The authors build off of well established techniques in unsupervised alignment between word embeddings of different languages to do unsupervised alignment between speech embeddings and word embeddings. They demonstrate this allows for some level of automatic word recognition and speech to translated text, without any labels. They also find that the biggest factor impacting performance is an unsupervised word parsing of the raw audio to begin with (chunking). The experiments are performed well, and the ablation analysis on the different alignment techniques is very clear. The technique is not very original, as it's a logical combination of pre-existing ideas, but that's not a problem as long as it's shown that the results are significant. Unfortunately, it's unclear in the current text how to evaluate the promise of this approach, as only internal comparisons are provided. The unsupervised approach obviously underperforms the supervised classifier, but it would be much more helpful to have some other semisupervised ASR techniques to compare against. The "failure" by producing synonyms seems like a strength of this technique, but it's hard to say without a comparison to a more traditional semisupervised baseline. Given the lack of new techniques, these additional experiments could be helpful for the authors to make their case as to the potential of this approach to semi/un supervised speech-text conversion. The authors also use k-means to cluster the audio embeddings, but the need to do so is unclear as they are used in a continuous value regression problem, and the task is to select the nearest text token, not audio token, so I'm not sure why there has to be an audio dictionary. It's seems like an unnecessary compression of the space that the authors find to hurt the performance.

Reviewer 3

The paper is about unsupervised alignment of speech and text embedding spaces.
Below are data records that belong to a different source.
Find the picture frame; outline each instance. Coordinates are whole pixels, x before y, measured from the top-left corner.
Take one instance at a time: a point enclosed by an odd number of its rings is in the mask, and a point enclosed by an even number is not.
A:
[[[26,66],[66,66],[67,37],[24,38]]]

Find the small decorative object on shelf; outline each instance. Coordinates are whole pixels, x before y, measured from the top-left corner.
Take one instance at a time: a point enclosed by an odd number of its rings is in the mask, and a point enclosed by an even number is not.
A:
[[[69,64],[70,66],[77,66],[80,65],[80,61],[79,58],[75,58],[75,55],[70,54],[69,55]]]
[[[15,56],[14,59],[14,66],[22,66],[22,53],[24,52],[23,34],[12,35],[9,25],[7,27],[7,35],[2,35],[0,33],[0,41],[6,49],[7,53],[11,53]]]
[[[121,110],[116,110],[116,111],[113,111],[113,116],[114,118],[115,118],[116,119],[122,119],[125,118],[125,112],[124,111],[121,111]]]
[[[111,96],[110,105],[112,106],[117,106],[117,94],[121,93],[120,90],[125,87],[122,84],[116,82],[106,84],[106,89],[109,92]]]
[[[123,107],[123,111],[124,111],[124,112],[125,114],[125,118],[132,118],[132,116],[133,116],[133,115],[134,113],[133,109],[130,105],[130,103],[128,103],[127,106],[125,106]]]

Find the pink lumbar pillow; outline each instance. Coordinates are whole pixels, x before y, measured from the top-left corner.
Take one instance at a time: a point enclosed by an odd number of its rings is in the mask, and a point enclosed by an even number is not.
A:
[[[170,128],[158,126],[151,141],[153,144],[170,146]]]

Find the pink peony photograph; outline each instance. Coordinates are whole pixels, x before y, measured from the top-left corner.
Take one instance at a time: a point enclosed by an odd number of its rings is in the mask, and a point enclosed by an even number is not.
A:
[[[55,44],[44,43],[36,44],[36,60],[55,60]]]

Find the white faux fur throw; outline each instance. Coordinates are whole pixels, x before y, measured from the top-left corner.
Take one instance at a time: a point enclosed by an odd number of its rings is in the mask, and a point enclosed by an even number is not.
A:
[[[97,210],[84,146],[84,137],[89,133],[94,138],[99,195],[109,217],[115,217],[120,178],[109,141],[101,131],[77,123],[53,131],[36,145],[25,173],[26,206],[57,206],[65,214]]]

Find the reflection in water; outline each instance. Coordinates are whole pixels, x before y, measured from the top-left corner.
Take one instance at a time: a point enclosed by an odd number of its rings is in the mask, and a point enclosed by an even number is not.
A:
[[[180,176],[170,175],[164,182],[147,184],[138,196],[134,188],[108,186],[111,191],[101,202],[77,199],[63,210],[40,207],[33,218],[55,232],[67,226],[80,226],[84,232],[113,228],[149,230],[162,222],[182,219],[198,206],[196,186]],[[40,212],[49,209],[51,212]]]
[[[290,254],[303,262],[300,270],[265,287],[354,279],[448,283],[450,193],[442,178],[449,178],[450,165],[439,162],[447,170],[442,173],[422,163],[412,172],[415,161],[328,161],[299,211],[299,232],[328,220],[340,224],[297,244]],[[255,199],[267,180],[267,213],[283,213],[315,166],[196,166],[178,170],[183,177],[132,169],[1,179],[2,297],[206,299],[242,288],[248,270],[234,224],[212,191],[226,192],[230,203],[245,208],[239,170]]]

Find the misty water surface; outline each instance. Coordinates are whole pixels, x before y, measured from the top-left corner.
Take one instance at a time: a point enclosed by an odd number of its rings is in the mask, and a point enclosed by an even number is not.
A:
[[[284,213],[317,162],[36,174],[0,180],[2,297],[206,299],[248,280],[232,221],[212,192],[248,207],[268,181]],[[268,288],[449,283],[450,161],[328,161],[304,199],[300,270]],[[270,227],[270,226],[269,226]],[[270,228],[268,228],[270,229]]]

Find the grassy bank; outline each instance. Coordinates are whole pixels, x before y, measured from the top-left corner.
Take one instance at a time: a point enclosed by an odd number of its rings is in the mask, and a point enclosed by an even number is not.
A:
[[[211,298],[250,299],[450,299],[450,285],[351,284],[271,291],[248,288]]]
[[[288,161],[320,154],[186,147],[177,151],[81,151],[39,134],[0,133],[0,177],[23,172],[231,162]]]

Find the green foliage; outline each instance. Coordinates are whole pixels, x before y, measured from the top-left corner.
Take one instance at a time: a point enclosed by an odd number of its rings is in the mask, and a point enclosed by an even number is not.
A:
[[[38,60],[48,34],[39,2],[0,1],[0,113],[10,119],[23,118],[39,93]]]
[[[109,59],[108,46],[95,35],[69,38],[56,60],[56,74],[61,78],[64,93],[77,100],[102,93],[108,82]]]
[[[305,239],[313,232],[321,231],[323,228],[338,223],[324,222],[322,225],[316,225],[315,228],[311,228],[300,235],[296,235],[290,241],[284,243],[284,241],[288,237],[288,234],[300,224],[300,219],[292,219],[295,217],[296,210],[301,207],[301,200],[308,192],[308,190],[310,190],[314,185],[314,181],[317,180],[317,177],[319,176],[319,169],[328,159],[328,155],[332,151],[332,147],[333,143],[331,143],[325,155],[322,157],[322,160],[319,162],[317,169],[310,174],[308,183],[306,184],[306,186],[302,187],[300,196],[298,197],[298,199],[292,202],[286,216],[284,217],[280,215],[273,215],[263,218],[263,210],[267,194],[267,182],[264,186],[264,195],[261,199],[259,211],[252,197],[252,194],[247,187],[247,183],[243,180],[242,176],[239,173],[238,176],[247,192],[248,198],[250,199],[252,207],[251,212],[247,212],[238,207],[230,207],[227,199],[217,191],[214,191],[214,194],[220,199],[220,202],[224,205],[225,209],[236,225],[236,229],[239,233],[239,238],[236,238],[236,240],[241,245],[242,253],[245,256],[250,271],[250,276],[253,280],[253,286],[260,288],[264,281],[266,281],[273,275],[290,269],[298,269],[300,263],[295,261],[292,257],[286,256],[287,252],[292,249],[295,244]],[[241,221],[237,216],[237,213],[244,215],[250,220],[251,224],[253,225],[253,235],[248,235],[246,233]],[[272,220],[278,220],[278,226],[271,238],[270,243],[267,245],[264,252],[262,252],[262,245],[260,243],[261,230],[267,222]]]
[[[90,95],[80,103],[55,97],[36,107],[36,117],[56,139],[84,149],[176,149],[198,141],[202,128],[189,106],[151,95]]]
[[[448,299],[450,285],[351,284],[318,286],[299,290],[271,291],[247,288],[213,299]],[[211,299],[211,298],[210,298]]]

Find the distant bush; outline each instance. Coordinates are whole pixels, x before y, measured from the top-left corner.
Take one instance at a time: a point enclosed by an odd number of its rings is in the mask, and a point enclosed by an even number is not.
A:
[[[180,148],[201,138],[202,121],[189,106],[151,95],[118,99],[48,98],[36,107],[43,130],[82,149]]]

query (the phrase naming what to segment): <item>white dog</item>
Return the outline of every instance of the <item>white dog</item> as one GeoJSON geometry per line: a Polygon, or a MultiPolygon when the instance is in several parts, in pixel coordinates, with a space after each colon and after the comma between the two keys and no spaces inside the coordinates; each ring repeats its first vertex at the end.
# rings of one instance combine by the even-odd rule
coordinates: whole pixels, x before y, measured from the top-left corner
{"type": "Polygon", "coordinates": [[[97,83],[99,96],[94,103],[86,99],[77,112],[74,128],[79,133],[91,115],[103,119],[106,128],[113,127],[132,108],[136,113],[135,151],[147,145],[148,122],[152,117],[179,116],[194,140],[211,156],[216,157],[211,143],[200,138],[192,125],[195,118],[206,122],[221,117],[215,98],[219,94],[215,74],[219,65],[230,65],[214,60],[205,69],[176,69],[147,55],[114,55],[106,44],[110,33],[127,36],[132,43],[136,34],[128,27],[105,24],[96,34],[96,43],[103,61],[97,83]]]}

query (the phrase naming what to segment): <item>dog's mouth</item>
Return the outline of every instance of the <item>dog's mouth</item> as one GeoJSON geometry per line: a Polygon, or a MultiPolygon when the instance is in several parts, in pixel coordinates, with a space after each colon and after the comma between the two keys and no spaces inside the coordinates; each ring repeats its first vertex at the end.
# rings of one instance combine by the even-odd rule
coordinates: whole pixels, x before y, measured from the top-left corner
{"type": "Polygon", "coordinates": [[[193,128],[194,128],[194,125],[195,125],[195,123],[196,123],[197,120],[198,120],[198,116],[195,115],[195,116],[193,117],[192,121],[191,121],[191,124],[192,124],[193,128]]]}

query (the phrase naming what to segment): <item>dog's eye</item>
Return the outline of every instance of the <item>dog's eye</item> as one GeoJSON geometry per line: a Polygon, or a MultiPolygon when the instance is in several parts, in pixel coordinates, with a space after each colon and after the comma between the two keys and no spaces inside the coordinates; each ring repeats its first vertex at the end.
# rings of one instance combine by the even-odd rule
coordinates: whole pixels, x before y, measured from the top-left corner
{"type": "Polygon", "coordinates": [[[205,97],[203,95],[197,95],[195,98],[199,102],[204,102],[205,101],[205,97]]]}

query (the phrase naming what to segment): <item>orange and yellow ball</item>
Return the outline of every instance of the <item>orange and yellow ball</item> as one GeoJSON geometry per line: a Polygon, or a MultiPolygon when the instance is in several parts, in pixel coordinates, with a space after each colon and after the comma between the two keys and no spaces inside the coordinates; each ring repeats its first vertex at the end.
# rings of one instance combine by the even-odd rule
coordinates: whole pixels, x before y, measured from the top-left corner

The paper basically connects 2 papers: (i) Speech2Vec, (ii) ICLR 2018 paper on unsupervised alignment of word embedding spaces of two languages. The idea is that a cross-modal alignment can allow to carry out retrieval across the speech and text modalities which can be useful for speech recognition (in one or other languages). The experimental setup is very well executed and goes from varying level of supervision used to get speech embeddings (dependent on the segmentation algorithms used). The authors also carry out the synonym retrieval analysis pointing to, as expected, semantic nature of the embeddings as also observed in (Kamper, Interspeech 2017). Overall, a really nicely executed paper! Two suggestions: (a) Can the authors include the majority word baseline i.e. for both spoken word classification & translation predict the most commonly paired word. (b) Some of the references ([14], [35]) are missing author names. ************** After rebuttal ***************** Thanks for answering all queries by me and my fellow reviewers. One suggestion for future work that I have after a second read is how do you minimize the gap between A* and supervised methods and hopefully later a trickle down effect to unsupervised approaches. As footnote 2 says, a more complex transformation between the embedding spaces doesn't really help. I'm pretty sure the problem is with L2 loss function where you're penalizing for not exactly matching the text embedding, but what you really care about is ranking. For the supervised approach(es), it's easier to try other losses (triplet etc) but not really sure about how to do it for unsupervised approaches. Might be a good avenue to work in future work.